The government's updated National Planning Policy Framework (NPPF) and mandatory local housing targets are designed to put pressure on underperforming authorities. The Spring Statement's confirmation of additional planning officer funding and streamlined appeal processes should help convert more of this pipeline into active construction.
New-build transactions reflect regional dynamics
Transaction data for new-build properties over the past twelve months highlights where development activity is translating into completed sales. The East of England and South East lead in absolute new-build transaction volumes, while the East Midlands shows the highest new-build share of total transactions at 2.5%.
Pricing remains distinctly regional. Average new-build prices in London sit at approximately £715,000, compared with around £267,000 in Yorkshire and the Humber. On a per-square-foot basis, London new-builds average over £930/sqft, while the North East offers entry at around £270/sqft—a stark differential that continues to drive investor and developer interest outside the capital.
For build-to-rent operators and institutional investors, these regional price points combined with stronger rental yields in the Midlands and North create compelling opportunities.
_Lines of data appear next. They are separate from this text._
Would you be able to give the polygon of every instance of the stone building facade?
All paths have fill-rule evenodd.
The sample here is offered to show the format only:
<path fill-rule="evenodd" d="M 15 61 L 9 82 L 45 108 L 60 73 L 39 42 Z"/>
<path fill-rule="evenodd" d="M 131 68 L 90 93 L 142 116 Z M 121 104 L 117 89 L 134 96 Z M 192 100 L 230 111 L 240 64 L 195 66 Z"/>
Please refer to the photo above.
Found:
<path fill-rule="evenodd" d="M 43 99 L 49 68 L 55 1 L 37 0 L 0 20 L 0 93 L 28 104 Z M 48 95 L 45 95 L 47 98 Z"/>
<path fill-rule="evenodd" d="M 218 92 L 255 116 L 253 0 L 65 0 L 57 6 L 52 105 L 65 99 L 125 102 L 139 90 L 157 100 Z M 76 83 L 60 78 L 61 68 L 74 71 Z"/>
REalyse data shows gross yields in secondary regional cities frequently outperform London equivalents by 150-200 basis points.
Fiscal measures target development viability
The Spring Statement 2026 introduced several measures designed to improve development viability:
Stamp duty relief extensions
Temporary stamp duty relief for purpose-built rental housing has been extended through 2028, improving the investment case for build-to-rent schemes in qualifying areas.
Infrastructure levy reforms
Adjustments to the Community Infrastructure Levy and Section 106 regime aim to provide greater certainty on developer contributions, a factor that has stalled numerous schemes in recent years.
SME developer support
A new £500 million guarantee scheme for small and medium housebuilders addresses the financing constraints that have concentrated market share among major plc developers.
These measures complement ongoing planning reforms, including the presumption in favour of sustainable development and the grey belt reclassification that opens previously protected urban fringe land for housing.
Regional hotspots emerging
REalyse analysis identifies several areas where policy tailwinds and market fundamentals align:
• Cambridgeshire and Oxfordshire show improving approval rates alongside strong demand fundamentals from life sciences and technology employment clusters
• Greater Manchester and West Yorkshire benefit from significant regeneration investment and improving regional transport connectivity
• The East Midlands offers competitive land values, good approval rates, and proximity to logistics employment—factors supporting family housing and affordable rental development
For investors conducting due diligence, the combination of planning pipeline data, local approval rates, and transaction benchmarks provides a clearer picture of where schemes are likely to progress and at what price points.
Outlook: Delivery acceleration expected, but risks remain
The structural drivers for increased housebuilding are now largely in place: mandatory housing targets, planning reform, fiscal incentives, and substantial institutional capital seeking residential exposure. The planning pipeline data suggests the potential for meaningful delivery acceleration over the next 24-36 months.
However, risks persist. Construction cost inflation, though moderating, continues to pressure scheme viability. Labour shortages in skilled trades remain acute. And the capacity of local planning authorities to process applications at scale will determine whether policy intent translates into permissions granted.
For market participants, tracking regional approval rates, scheme progression, and transaction pricing through platforms like REalyse provides essential intelligence for timing investment decisions and identifying where delivery is genuinely accelerating versus where pipeline figures remain aspirational.
The reforms of 2025-26 represent the most significant policy shift in housing delivery for a generation. How quickly that translates into homes built will shape both housing market fundamentals and investment returns for years to come.